Dr. Şükrü Hatun*
*Prof.; Kocaeli Üniversitesi
Tıp Fakültesi Öğretim Üyesi
Şimdi unutuldu... 1976 kuşağı aynı zamanda zorunlu hizmet kuşağıydı. O
yıl
tıp fakültesine giren gençler 80'nin yaraları kapanmadan 1982-83 yıllarında
Anadolu köylerinde nüfus hesabına göre eşit dağıtılmış sağlık ocaklarına
hekimlik yapmaya gittiler. Çantalarında Onat Kutlar’ın "Yeter ki Kararmasın"
isimli kendilerine yazılmış mektupları vardı. Zorunlu Hizmet Yasası "Bayrağın
ucundan tut desek ‘kaç para’ diye soruyorlar." yakıştırmasıyla hekimlere
hakaret edenler tarafından çıkarılmıştı. Issız dağ köylerinin ya da küçük
nüfuslu şehirlerin insanları, yaşamları ile meslekleri arasında insan olmanın
temel değerleri ekseninde bağ kuran, çoğu zaman iç karartıcı yoksunluklara
karşın daha iyi sağlık hizmeti için çabalayan, uzakta olmanın kapalılığına
direnerek çağdaş tıp bilgisiyle hastalarını tedavi etmeyi sürdüren binlerce
hekimle tanıştı o yıllarda. Onlar bölgelerinin aşılama oranlarını %100'e
çıkarmayı yurtseverlik sayan sınanmış bir hekimlik bilinciyle döndüler
büyük kentlere.
Oraları anımsatan isimler koydular çocuklarına. Çalıştıkları
sağlık ocağının adı yaşamlarında en değerli sözcük olarak kaldı hep. O
sağlık ocaklarının masalarını Tıpta Uzmanlık Sınavı kitapları istila
etmeden önce, telefonun hemen yanında bir kitap vardı: Sağlık Ocağı Hekimleri
İçin Kılavuz... Başları sıkıştığında o kitaba bakarlardı. Pek çoğu ilk
adli raporunu bu kitaptan kopya etti, ev halkı tespit fişlerinin nasıl
doldurulacağını ondan öğrendi. Bu kitabın yazarı Prof. Dr. Nevzat Eren’di.
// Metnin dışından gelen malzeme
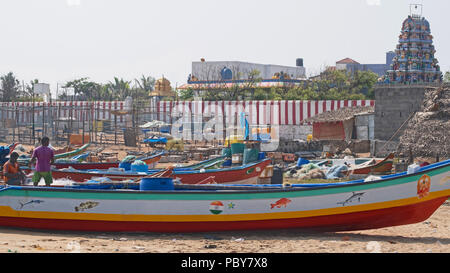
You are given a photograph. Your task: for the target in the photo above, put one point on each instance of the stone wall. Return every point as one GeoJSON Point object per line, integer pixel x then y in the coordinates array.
{"type": "Point", "coordinates": [394, 105]}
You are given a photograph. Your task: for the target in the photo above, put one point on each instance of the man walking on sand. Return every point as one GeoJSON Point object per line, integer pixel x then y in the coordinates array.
{"type": "Point", "coordinates": [45, 158]}
{"type": "Point", "coordinates": [12, 174]}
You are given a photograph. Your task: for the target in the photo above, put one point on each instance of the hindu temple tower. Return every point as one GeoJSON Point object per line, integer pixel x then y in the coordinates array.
{"type": "Point", "coordinates": [414, 60]}
{"type": "Point", "coordinates": [414, 69]}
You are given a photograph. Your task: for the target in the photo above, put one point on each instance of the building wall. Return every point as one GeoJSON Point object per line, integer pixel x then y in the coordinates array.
{"type": "Point", "coordinates": [394, 106]}
{"type": "Point", "coordinates": [210, 71]}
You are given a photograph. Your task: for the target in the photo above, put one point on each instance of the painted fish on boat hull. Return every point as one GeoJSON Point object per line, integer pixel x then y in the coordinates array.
{"type": "Point", "coordinates": [355, 196]}
{"type": "Point", "coordinates": [30, 202]}
{"type": "Point", "coordinates": [280, 203]}
{"type": "Point", "coordinates": [86, 205]}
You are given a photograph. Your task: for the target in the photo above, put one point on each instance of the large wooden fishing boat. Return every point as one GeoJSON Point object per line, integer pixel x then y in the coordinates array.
{"type": "Point", "coordinates": [356, 205]}
{"type": "Point", "coordinates": [82, 149]}
{"type": "Point", "coordinates": [247, 173]}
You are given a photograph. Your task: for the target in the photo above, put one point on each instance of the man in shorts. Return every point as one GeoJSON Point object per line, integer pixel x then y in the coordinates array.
{"type": "Point", "coordinates": [45, 158]}
{"type": "Point", "coordinates": [12, 174]}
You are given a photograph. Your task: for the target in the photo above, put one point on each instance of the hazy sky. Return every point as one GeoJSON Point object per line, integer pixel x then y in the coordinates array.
{"type": "Point", "coordinates": [59, 40]}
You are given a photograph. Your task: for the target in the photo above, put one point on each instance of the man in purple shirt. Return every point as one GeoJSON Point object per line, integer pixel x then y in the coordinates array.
{"type": "Point", "coordinates": [45, 158]}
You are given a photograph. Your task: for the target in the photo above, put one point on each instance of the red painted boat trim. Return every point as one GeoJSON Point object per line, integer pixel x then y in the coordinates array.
{"type": "Point", "coordinates": [343, 222]}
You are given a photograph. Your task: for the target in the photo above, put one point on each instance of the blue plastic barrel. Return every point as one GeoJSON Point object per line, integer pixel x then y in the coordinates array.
{"type": "Point", "coordinates": [302, 161]}
{"type": "Point", "coordinates": [227, 163]}
{"type": "Point", "coordinates": [125, 165]}
{"type": "Point", "coordinates": [156, 184]}
{"type": "Point", "coordinates": [139, 168]}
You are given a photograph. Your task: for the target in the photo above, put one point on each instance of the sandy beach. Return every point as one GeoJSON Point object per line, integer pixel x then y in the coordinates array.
{"type": "Point", "coordinates": [430, 236]}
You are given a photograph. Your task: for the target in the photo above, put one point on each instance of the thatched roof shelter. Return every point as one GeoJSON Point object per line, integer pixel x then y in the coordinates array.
{"type": "Point", "coordinates": [340, 114]}
{"type": "Point", "coordinates": [427, 134]}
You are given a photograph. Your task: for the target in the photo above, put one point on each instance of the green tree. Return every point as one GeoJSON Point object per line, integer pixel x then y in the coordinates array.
{"type": "Point", "coordinates": [119, 88]}
{"type": "Point", "coordinates": [10, 87]}
{"type": "Point", "coordinates": [86, 90]}
{"type": "Point", "coordinates": [447, 76]}
{"type": "Point", "coordinates": [187, 94]}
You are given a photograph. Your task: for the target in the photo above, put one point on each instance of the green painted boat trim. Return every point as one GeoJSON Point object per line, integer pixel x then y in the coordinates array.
{"type": "Point", "coordinates": [266, 194]}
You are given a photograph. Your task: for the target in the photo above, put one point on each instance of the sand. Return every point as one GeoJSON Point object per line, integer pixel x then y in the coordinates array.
{"type": "Point", "coordinates": [430, 236]}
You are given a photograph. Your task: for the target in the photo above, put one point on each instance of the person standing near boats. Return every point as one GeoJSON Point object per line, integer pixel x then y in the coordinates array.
{"type": "Point", "coordinates": [12, 174]}
{"type": "Point", "coordinates": [45, 158]}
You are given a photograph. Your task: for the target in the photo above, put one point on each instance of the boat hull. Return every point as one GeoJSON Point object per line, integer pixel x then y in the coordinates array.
{"type": "Point", "coordinates": [382, 167]}
{"type": "Point", "coordinates": [403, 215]}
{"type": "Point", "coordinates": [103, 165]}
{"type": "Point", "coordinates": [391, 201]}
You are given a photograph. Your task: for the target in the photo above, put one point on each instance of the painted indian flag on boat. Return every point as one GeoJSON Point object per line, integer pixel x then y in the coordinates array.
{"type": "Point", "coordinates": [216, 207]}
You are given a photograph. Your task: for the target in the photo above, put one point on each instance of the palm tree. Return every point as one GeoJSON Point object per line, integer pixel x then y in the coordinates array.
{"type": "Point", "coordinates": [10, 87]}
{"type": "Point", "coordinates": [146, 84]}
{"type": "Point", "coordinates": [120, 89]}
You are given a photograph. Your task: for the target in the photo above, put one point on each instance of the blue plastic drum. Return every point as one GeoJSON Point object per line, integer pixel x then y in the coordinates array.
{"type": "Point", "coordinates": [156, 184]}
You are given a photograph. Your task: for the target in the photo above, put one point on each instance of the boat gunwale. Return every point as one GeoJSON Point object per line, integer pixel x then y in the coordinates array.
{"type": "Point", "coordinates": [175, 171]}
{"type": "Point", "coordinates": [427, 169]}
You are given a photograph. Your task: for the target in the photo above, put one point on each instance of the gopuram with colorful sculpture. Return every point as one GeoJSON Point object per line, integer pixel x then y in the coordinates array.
{"type": "Point", "coordinates": [414, 61]}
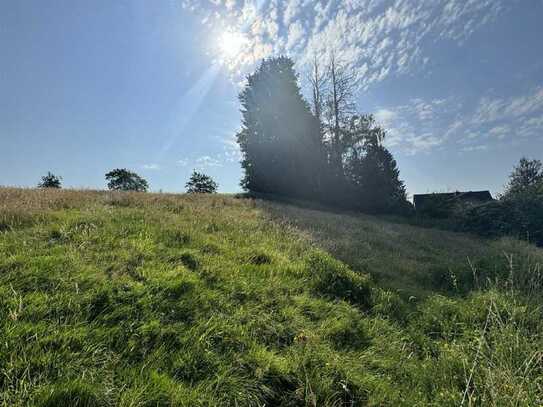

Nevzat Eren bir sağlık ocağı emekçisiydi ve öğretmeni Prof. Dr.
Nusret Fişek tarafından geliştirilen, temeli "herkese sağlık hizmeti götürmek"
olan toplum hekimliği felsefesinin yılmaz bir savunucusuydu. Her yıl 30-40
çocuğu zatürreye bağlı ölümden kurtaran bir sağlık ocağı hekimi O’nun gözünde
en az bir kalp cerrahı kadar değerliydi. Yaşamını bu görüş özetlediği için
bazı anlı-şanlı kalp cerrahı rektör profesörlerce kendisinden profesörlük
kadrosu esirgendi yıllarca. Son 20 yılda tıp fakültelerinin ve hekimlerin
toplumdan uzaklaştığını, ideallerin sönmeye yüz tuttuğunu, tedavi edici
hekimliğin ve buna bağlı olarak hastaneciliğin önem kazandığını, tam gün
çalışmanın demode olduğunu, hatta aşağılandığını, sağlık hizmetlerinin
özelleştirildiğini, uzman olmanın fetişleştirildiğini ve pratisyen hekimliğin
değersizleştirildiğini gördü ve giderek artan bir kahırla sürdürdü
yaşamını.
Öğrenciliğimde onu Cumhuriyet’in ikinci sayfasındaki yazılarından
tanıyordum ama ilk kez 1979'da önemsiz bir gözaltına alınmanın ardından
okul yönetimince hakkımda açılan soruşturma nedeniyle karşılaştım onunla.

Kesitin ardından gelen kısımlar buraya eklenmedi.